Path of Arrogance in Iraq
An independent panel that included two former secretaries of Defense and a separate investigating team led by two Army generals heaped yet more withering criticism this week on the Pentagon’s handling of Iraq after the invasion. The findings dealt with the abuses at Abu Ghraib prison, but they should be read as condemning more than just the sickening scenes of torture documented in widely seen photographs.
The independent team rejected the Bush administration’s claim that the Abu Ghraib mistreatment was the work of a few rogue soldiers. The number of military police and military intelligence specialists who will be charged with criminal wrongdoing may be limited, but the panel traced some of the blame all the way to the office of Defense Secretary Donald H. Rumsfeld.

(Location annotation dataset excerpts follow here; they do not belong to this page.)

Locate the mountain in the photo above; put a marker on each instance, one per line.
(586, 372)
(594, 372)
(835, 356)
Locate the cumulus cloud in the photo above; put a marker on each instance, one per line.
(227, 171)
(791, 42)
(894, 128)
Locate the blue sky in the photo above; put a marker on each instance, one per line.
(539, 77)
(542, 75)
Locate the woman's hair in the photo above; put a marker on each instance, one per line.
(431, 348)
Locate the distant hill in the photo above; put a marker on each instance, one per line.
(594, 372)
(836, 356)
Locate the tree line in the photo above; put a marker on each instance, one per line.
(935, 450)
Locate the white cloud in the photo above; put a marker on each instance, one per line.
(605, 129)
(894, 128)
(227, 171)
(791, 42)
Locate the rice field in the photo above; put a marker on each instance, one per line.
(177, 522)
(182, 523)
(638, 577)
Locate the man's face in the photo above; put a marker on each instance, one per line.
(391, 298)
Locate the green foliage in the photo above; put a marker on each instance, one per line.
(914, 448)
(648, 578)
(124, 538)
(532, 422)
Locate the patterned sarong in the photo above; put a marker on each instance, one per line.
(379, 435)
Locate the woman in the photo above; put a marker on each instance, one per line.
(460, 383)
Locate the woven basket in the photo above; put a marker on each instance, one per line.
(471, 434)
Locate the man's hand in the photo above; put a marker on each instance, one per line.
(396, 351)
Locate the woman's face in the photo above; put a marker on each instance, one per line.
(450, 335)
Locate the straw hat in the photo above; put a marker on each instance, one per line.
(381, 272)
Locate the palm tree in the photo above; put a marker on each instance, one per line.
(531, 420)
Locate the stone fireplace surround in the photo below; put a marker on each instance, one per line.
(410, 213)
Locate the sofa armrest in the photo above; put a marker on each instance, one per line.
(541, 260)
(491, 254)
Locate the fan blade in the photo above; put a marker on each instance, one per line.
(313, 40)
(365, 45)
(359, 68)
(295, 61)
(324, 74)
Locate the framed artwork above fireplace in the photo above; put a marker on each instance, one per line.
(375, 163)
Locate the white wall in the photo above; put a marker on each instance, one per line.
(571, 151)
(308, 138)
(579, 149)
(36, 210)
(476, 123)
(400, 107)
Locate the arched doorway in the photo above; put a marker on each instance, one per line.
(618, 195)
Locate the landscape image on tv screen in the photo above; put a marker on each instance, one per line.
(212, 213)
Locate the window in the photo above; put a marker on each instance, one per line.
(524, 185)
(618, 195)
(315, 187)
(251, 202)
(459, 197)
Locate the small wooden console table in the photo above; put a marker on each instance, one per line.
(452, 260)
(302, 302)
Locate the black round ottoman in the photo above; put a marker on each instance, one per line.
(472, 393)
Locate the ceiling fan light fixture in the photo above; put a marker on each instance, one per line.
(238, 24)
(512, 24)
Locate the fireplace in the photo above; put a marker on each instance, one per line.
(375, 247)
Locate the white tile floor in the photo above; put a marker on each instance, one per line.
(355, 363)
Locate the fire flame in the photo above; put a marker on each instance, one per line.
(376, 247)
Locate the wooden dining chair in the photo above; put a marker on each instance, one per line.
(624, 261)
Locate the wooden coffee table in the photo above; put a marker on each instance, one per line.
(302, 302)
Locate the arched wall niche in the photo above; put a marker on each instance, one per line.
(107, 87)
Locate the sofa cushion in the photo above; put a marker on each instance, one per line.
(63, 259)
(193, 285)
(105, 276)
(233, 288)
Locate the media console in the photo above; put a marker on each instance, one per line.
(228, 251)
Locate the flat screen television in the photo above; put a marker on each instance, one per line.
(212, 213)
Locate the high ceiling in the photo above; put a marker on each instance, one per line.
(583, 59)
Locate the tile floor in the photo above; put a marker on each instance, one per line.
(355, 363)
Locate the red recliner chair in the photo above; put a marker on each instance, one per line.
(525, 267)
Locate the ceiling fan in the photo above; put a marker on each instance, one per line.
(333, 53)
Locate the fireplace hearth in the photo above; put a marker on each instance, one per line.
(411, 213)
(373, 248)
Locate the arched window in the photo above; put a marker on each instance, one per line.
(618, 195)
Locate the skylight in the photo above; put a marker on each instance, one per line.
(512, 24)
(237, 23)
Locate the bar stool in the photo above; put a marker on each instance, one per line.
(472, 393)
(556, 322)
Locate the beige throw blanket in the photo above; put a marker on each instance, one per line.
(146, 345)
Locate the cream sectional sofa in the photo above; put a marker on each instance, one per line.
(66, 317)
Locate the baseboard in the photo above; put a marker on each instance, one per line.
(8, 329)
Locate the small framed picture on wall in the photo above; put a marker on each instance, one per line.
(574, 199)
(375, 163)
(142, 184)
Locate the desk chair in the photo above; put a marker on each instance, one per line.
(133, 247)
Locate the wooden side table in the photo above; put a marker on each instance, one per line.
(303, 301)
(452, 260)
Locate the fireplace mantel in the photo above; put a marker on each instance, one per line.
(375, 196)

The arrogant “we know best” attitude of the Pentagon’s civilian leadership demands condemnation. The halfhearted acceptance of responsibility that Rumsfeld offered in his testimony in May before the Senate and House armed services committees doesn’t let him off the hook for failing to provide consistent guidelines on the treatment of prisoners. The independent panel’s report, and another released Wednesday concluding that 41 intelligence officers, CIA officials, contractors, medics and military police officers either took part in the abuses or knew of them but did nothing to stop them, should force the resignation or firing of top officials, military or civilian. At least two top officers might be facing such sanctions -- Brig. Gen. Janis Karpinski, who oversaw the military police at the prison, and Col. Thomas M. Pappas, who oversaw the military intelligence personnel, are expected to receive reprimands that could end their careers. That would be a good start.

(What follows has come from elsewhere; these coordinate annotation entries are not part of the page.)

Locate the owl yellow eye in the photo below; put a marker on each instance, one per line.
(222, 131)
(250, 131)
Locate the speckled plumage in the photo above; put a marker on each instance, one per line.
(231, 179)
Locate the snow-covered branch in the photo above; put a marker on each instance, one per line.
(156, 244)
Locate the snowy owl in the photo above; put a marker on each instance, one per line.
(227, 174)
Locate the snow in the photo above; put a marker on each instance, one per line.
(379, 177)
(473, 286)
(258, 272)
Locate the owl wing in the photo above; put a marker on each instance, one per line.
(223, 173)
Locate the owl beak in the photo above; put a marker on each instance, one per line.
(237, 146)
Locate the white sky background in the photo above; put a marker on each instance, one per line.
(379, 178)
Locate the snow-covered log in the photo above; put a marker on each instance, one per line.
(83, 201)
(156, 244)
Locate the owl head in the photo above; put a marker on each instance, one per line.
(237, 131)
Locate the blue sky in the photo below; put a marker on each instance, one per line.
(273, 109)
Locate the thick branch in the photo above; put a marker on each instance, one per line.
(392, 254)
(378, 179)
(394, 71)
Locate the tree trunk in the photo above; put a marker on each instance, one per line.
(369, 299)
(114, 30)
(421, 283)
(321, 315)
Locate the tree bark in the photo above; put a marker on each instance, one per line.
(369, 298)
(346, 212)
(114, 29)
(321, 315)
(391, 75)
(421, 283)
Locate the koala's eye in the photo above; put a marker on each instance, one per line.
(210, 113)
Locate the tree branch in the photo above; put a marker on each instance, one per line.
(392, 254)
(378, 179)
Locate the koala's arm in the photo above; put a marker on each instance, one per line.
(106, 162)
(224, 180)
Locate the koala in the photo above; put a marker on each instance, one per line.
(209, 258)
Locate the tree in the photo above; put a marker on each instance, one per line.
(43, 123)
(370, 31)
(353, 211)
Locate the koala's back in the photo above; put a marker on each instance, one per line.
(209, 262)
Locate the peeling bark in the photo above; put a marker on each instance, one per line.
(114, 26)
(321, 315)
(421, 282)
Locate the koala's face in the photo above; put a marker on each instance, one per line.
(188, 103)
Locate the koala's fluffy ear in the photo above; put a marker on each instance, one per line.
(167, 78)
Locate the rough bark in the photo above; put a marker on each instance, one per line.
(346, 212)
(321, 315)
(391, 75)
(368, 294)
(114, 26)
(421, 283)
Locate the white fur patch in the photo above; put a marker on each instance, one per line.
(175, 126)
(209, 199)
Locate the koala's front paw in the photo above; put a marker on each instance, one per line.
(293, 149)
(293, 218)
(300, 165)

Investigators need to address another aspect of conduct at Abu Ghraib. An article last week in Britain’s leading medical journal, written by a University of Minnesota professor of medicine, cited government documents that he said showed military medical personnel violated medical ethics at Abu Ghraib. The article said some medical workers revived prisoners for further torture and falsified death certificates of prisoners who died during interrogation. The Pentagon strongly denied the charges, which recall abuses in Nazi Germany. Those claims warrant a separate investigation.
The independent panel’s report offers common-sense recommendations for reform, understanding that operations in a war zone often are chaotic. More personnel, better training and increased emphasis on law and ethics can go far toward preventing similar abuses. As with so much else in postwar Iraq, more humility in the corridors of the Pentagon would be another antidote.